Les ministres européens de l’Énergie ont approuvé lundi, à Luxembourg, l’interdiction d’importer du gaz naturel russe dans l’Union européenne d’ici la fin de l’année 2027. Ce vote marque une nouvelle étape dans le désengagement énergétique du continent vis-à-vis de Moscou, amorcé depuis le début de la guerre en Ukraine.
Une décision stratégique face à la dépendance persistante
La mesure, proposée dès le printemps par la Commission européenne, vise à priver le Kremlin d’une ressource économique majeure. En 2024, la Russie fournissait encore près de 19 % du gaz consommé en Europe, contre 45 % avant l’invasion de l’Ukraine en 2021. Ce recul notable ne suffit pas, selon Bruxelles, à garantir l’autonomie énergétique de l’Union. Les Vingt-Sept ont donc entériné un arrêt progressif des importations de gaz russe, qu’il soit transporté par gazoduc ou sous forme liquéfiée (GNL), d’ici au 1er janvier 2028. La présidence tournante danoise espère une adoption définitive du texte avant la fin de l’année, après négociation avec le Parlement européen.

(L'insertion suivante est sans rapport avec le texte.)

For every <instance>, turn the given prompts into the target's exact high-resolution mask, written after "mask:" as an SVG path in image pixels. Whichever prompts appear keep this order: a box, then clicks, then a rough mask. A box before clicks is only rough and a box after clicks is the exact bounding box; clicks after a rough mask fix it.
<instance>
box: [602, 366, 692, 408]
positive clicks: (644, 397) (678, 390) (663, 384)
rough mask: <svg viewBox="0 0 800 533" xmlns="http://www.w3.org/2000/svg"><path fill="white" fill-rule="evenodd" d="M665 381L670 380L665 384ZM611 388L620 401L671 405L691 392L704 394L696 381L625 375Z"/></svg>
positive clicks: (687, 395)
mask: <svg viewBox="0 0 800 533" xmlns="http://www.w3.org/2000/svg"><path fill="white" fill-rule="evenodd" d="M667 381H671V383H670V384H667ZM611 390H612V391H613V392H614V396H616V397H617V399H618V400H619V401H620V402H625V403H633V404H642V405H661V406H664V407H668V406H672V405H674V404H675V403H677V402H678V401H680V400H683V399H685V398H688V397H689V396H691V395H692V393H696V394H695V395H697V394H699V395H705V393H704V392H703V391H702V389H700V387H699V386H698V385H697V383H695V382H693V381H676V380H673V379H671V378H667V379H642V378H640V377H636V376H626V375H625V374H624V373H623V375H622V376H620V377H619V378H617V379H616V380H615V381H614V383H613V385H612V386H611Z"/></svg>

Des tensions entre États membres
La Slovaquie et la Hongrie ont voté contre cette interdiction, estimant qu’elle menace leur sécurité énergétique. Ces deux pays, fortement dépendants des hydrocarbures russes et dépourvus d’accès direct à la mer, ont néanmoins été mis en minorité. Les autres États membres ont privilégié la cohérence du front européen face à Moscou. Pour compenser cette coupure à venir, Bruxelles mise sur la diversification des approvisionnements, notamment via la Norvège, les États-Unis et le Qatar, ainsi que sur le développement du biogaz et de l’hydrogène vert produits sur le continent.

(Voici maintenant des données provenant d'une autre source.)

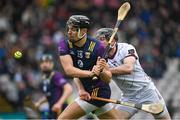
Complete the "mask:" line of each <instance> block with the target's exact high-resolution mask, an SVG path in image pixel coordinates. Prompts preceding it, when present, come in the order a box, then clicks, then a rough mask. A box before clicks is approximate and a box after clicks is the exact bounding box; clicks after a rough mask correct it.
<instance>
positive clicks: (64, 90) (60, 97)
mask: <svg viewBox="0 0 180 120" xmlns="http://www.w3.org/2000/svg"><path fill="white" fill-rule="evenodd" d="M72 92H73V89H72V86H71V85H70V84H69V83H66V84H65V85H64V86H63V94H62V96H61V97H60V98H59V100H58V103H59V104H64V102H65V101H66V100H67V99H68V97H69V96H70V95H71V94H72Z"/></svg>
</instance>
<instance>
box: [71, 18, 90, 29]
mask: <svg viewBox="0 0 180 120" xmlns="http://www.w3.org/2000/svg"><path fill="white" fill-rule="evenodd" d="M67 25H72V26H73V27H77V28H89V27H90V20H89V18H88V17H86V16H84V15H72V16H71V17H70V18H69V20H68V21H67Z"/></svg>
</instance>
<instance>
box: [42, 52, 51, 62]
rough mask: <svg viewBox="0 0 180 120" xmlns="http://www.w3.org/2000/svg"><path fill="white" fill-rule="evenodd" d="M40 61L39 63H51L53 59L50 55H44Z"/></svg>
mask: <svg viewBox="0 0 180 120" xmlns="http://www.w3.org/2000/svg"><path fill="white" fill-rule="evenodd" d="M40 61H41V62H43V61H51V62H53V57H52V55H50V54H44V55H43V56H42V57H41V59H40Z"/></svg>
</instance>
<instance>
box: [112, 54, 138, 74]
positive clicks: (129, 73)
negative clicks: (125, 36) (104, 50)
mask: <svg viewBox="0 0 180 120" xmlns="http://www.w3.org/2000/svg"><path fill="white" fill-rule="evenodd" d="M135 62H136V58H135V57H134V56H128V57H126V58H125V59H124V61H123V64H122V65H120V66H118V67H114V68H110V71H111V73H112V74H115V75H117V74H120V75H125V74H131V73H132V72H133V69H134V63H135Z"/></svg>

Le Parlement européen veut aller plus vite
Certains eurodéputés jugent toutefois le calendrier trop timide. Le Parlement souhaite interdire toutes les importations de gaz russe dès le 1er janvier 2026, à l’exception de quelques dérogations temporaires. Une proposition qui fait écho au 19e paquet de sanctions en préparation, ciblant également le gaz naturel liquéfié. Cette décision illustre la transformation en cours du modèle énergétique européen : sortir de la dépendance au gaz russe pour accélérer la transition vers des sources d’énergie locales et renouvelables, dans un contexte géopolitique toujours tendu.